E-governance in Punjab is implemented by Department of Governance Reforms and Public Grievances, Government of Punjab, India.

==Taxation==
===Background===
The state Government of Punjab, India has embarked on reform program to modernise its tax administration. The key focus is on improving operational efficiency, enabling voluntary compliance and enhancing tax payer's convenience. The Department has already implemented the project on computerisation of VAT Information System (COVIS) which included designing of a statewide I.T. infrastructure with the central server at Patiala. All Excise and Taxation district offices are linked with the Central Server through leased-lines and V-Sat and formulation of centralised data base. The Department has engaged Ernst & Young as I.T. auditors and CORBUS as Application Software Developer for the Department. The Department has a separate agency known as Excise & Taxation Technical Services Agency (ETTSA) to look after the technical and other modernisation related issued of the department. Current auditor for ETTSA is PWC, but CORBUS is working for ETTSA from 2000 to till date as an application software developer.

===Goals===
There has been a strong demand for streamlining VAT administration through citizen-centric, service-oriented processes, and establishing a certain degree of standardisation with respect to Commercial Tax (CT) administration. Since the CT departments mainly interface with businesses and often account for 60−70 per cent of the total revenue of the States and Union Territories (UTs), their functioning can directly affect the attractiveness of a State or UT as a business destination. It is against this backdrop that the Commercial Taxes MMP was conceived. The initiative is spearheaded by the Department of Revenue (DoR), Ministry of Finance, with strategic consultancy provided by the National Institute for Smart Government (NISG) and Ernst & Young (E &Y).
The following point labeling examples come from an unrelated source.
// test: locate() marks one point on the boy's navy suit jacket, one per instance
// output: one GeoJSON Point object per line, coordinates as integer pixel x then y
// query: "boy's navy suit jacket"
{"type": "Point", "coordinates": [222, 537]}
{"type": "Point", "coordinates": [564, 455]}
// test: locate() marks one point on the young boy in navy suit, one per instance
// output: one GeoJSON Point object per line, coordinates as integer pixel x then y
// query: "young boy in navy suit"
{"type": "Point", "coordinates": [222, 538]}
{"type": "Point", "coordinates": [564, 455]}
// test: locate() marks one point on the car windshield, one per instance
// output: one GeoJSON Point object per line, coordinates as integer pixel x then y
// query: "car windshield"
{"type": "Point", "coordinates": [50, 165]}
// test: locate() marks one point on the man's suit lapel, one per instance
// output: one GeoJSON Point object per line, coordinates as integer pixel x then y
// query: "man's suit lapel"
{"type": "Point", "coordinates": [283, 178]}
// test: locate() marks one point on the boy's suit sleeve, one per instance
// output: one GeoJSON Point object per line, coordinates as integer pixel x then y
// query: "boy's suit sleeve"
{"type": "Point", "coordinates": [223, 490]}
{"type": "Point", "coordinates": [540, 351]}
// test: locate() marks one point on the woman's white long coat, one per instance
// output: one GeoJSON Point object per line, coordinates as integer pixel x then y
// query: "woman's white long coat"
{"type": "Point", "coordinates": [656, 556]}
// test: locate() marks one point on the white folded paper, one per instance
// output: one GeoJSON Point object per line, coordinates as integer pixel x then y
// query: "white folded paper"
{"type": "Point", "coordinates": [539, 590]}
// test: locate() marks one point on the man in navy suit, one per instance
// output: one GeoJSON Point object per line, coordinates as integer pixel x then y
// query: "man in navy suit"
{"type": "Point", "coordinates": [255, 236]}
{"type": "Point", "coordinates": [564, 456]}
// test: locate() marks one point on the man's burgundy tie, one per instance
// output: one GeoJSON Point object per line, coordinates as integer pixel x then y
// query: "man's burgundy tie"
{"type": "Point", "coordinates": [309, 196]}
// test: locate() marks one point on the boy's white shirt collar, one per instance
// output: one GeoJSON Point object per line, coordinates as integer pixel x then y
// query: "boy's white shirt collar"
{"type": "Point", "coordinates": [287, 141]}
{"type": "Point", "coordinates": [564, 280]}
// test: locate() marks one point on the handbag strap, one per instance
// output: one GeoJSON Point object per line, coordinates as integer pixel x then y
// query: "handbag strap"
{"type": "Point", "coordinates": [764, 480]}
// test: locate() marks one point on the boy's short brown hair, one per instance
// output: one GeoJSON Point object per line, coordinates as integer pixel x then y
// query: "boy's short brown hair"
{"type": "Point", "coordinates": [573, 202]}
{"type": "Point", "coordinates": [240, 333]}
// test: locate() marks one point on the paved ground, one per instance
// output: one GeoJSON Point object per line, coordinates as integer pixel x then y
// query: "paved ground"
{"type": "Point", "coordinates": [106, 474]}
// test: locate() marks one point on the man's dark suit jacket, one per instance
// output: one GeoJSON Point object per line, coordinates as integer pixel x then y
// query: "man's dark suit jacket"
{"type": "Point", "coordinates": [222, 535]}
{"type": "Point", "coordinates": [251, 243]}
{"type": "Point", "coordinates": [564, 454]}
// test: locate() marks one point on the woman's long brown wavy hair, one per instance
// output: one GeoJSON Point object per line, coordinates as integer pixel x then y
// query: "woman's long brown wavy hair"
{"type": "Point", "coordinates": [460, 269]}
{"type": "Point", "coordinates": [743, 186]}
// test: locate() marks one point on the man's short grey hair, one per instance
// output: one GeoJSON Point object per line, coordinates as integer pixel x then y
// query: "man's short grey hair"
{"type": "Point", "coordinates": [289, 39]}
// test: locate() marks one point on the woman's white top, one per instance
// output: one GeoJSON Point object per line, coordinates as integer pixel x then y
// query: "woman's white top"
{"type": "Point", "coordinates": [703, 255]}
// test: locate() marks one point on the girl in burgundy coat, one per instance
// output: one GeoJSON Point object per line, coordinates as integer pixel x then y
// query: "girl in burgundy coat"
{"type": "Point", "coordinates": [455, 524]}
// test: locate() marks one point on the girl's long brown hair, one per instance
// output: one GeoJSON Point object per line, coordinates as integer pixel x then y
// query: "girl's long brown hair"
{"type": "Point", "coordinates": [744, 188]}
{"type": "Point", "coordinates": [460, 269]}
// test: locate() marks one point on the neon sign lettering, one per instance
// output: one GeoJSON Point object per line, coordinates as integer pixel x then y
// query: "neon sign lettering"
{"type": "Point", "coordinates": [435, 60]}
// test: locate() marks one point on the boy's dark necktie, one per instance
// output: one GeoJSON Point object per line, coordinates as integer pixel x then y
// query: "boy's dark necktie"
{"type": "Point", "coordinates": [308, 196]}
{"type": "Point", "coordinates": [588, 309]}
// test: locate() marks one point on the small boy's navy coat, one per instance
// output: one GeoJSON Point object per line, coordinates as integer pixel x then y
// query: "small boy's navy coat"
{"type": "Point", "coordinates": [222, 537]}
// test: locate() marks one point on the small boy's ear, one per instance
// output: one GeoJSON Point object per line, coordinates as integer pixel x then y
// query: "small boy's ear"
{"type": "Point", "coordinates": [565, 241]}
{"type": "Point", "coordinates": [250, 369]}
Under this MMP, various recommendations have been made to facilitate simplification of administrative procedures and reduction of processing timelines. Some of the key recommendations are noted below:
- Electronic filing of returns
- Electronic clearance of refunds
- Electronic payment of tax
- Online dealer ledger
- Online issuance of CST statutory forms through Tax Information Exchange System (TINXSYS)
- Facility to dealer to obtain various online information services

===Computerisation wing===
ETTSA (Excise and Taxation Technical Services Agency) government of Punjab is an autonomous body working primarily towards computerisation and automation of the Excise and Taxation Department of the Punjab State Government. ETTSA works at 99 locations spanning the length and breadth of Punjab. These 99 locations house about 2500 users who are connected through a hybrid WAN network consisting of Leased Lines and VSATs. The central server is a UNIX RISC Central Server and there are 25 other Intel-based Application Servers. All the ETTSA users are on Thin Clients and to support them the organisation has got 15 Citrix Servers. There are 36 nodal Information Collection Centres (ICC) situated at the interstate borders which collect information on interstate trade. Information about any transaction made from the state of Punjab to other states and vice versa is collected online. When a Truck reaches the interstate border, the information about it is given to the ICC. Then ETTSA generates a statutory form — a Pass for the truck — to enter Punjab.

==Land records digitization==
Punjab Remote Sensing Centre, Ludhiana is making land records of Punjab online available and helping in online registration of land registry.